Behind each of two doors in front of you are two different menus for the day.
Behind Door Number 1:
- Breakfast - whole wheat flatbread with a small bit of honey
- Lunch - whole wheat flatbread left over from breakfast
- Dinner - whole wheat flatbread and beans
Behind Door Number 2:
- Breakfast - whole wheat biscuits with strawberry jam
- Lunch - leftover biscuits from breakfast (but you're told dinner will be at 2:30)
- Dinner - baked glazed ham with pineapple pieces, candied sweet potatoes, lima beans, cheesecake with cherry topping.
What time of year did I say it was?? OK, which one sounds more like a Thanksgiving dinner to you??
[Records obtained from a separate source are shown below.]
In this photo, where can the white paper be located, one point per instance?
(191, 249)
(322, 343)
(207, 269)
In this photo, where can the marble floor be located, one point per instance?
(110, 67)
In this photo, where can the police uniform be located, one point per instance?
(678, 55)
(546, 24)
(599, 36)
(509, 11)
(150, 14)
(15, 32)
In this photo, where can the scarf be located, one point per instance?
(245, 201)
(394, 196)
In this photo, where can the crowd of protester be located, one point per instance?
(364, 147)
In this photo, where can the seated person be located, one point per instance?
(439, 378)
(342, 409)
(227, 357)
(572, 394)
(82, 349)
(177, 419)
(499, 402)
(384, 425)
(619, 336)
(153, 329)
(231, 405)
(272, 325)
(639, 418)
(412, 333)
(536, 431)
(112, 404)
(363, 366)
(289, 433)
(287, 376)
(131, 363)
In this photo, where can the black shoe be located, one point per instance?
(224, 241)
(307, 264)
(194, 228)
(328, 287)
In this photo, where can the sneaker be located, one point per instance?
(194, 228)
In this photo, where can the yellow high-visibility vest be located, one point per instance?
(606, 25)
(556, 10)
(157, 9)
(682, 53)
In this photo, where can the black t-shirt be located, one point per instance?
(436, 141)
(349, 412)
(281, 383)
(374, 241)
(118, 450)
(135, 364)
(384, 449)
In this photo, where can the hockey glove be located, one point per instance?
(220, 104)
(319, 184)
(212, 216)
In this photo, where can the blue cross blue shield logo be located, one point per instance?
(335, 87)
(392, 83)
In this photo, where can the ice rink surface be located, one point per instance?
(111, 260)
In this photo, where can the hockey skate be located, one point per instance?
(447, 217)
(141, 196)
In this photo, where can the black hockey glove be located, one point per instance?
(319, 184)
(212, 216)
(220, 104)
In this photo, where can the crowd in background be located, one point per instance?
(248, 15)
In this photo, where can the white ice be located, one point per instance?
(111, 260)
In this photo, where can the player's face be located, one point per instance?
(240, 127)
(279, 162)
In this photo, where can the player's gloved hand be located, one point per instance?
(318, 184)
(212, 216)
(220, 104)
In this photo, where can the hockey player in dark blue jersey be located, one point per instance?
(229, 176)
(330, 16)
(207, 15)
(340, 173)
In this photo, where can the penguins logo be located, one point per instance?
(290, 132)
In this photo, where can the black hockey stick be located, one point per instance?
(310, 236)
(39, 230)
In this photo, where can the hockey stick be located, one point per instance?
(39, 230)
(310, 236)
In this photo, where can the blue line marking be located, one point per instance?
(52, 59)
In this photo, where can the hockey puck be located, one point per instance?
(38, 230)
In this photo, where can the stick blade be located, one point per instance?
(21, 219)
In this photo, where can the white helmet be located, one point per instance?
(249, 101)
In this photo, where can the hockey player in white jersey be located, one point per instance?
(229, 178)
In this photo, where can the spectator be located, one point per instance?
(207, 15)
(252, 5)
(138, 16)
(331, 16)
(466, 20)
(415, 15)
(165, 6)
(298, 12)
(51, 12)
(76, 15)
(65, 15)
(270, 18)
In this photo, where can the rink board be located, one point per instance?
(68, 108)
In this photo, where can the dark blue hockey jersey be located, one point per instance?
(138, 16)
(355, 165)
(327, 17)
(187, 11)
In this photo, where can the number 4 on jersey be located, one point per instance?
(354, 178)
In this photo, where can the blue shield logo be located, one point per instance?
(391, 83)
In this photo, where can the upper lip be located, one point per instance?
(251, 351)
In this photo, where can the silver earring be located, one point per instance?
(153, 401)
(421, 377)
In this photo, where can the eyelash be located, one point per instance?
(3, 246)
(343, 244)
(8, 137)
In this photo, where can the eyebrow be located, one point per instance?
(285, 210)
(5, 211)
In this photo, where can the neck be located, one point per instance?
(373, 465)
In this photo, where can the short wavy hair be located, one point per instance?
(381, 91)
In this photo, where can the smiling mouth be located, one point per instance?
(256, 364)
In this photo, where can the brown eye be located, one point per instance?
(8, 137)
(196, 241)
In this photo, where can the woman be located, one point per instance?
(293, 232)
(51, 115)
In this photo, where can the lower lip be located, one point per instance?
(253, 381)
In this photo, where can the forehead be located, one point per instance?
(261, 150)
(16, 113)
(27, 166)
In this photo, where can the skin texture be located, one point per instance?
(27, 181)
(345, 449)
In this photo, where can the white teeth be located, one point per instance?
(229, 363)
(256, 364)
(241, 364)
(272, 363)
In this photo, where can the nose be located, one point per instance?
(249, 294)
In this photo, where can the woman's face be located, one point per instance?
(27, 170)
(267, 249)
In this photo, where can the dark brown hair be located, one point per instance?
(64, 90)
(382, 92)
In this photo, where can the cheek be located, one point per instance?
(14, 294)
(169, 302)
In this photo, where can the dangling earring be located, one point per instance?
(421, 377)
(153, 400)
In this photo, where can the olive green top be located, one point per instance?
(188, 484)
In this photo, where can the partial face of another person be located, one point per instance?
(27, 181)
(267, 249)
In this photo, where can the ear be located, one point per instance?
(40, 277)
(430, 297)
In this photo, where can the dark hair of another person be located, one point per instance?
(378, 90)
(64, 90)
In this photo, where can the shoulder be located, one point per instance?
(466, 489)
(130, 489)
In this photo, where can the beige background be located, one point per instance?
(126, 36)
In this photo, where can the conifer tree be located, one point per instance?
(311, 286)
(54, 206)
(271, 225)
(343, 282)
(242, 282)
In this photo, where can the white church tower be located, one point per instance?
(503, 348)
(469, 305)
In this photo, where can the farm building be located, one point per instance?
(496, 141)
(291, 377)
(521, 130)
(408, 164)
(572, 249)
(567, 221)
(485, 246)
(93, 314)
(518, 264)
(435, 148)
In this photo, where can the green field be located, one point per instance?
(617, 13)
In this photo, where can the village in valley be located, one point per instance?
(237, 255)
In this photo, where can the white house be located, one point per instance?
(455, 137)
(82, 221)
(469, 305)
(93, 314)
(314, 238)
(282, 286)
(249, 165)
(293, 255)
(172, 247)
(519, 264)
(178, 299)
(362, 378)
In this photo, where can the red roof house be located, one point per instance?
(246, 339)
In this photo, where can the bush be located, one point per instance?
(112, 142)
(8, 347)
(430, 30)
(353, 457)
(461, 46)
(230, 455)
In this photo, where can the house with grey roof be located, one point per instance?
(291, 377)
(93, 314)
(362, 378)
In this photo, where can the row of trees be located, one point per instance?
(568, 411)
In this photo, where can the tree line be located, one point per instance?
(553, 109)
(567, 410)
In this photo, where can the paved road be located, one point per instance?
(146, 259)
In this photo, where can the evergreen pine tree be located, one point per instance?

In a situation where the world as we know it has ended (or at least taken a long leave-of-absence) we'll need to look after the emotional needs (and I mean needs) of our families. The difference between the two daily menus above is only:
1 Small Jar Strawberry Jam 1 Can Baking Powder 1 lb Butter-Flavor Crisco 1 Small Canned Ham 2 Cans Sweet Potatoes 1 Box Brown Sugar 1 Small Can Pineapple Tidbits 2 Cans Lima Beans 1 Box No-Cook Cheesecake 1 Can Cherry Pie Filling
or about $20 in Jun 2009! If the world is getting nasty for you & your family, that may very well be the smartest $20 you've spent in a long time.
I heartily recommend you look at a few items you can inexpensively add to your food preps which will make a tremendous difference in your family's emotional health. Here are some things we do in addition to the Thanksgiving dinner above:
Hard Candy: We hit a clearance on Grandma candy (the mixed hard candies Grandma had in a dish in the parlor) for $1 a bag. We sealed them in mylar bags in 4-oz packages Custom Sized Mylar Pouches. We made enough for one-a-month plus one each birthday for a year, plus a few for emergency needs.
Favorite Foods: So you're saving some cans of (whatever) or jars of jelly. Make sure you get a few of each person's favorite item or flavor.
Recipes: While you experiment with using your storage foods on a daily basis (you are experimenting, aren't you?), notice the ones which are the biggest hits. Experiment extra on those and use them for special occasions.
Spices: I defy you to find a chemical-nutritional reason for spices in most foods. Yet the fact remains that flavor is a critical element to success in cooking. Bend to reality and store at least some ingredients to recreate old favorite dishes and to help the acceptance of the new stuff.
Activities: Our girls used to love to make cookies as a family (as teenagers it's not cool, but...). We keep a few makings for cookies, and plan to use a cookie bake (maybe in a dutch oven) to defuse tension when things go bad.
Get inventive; you know what works for you. Think about this and you'll come up with great ideas.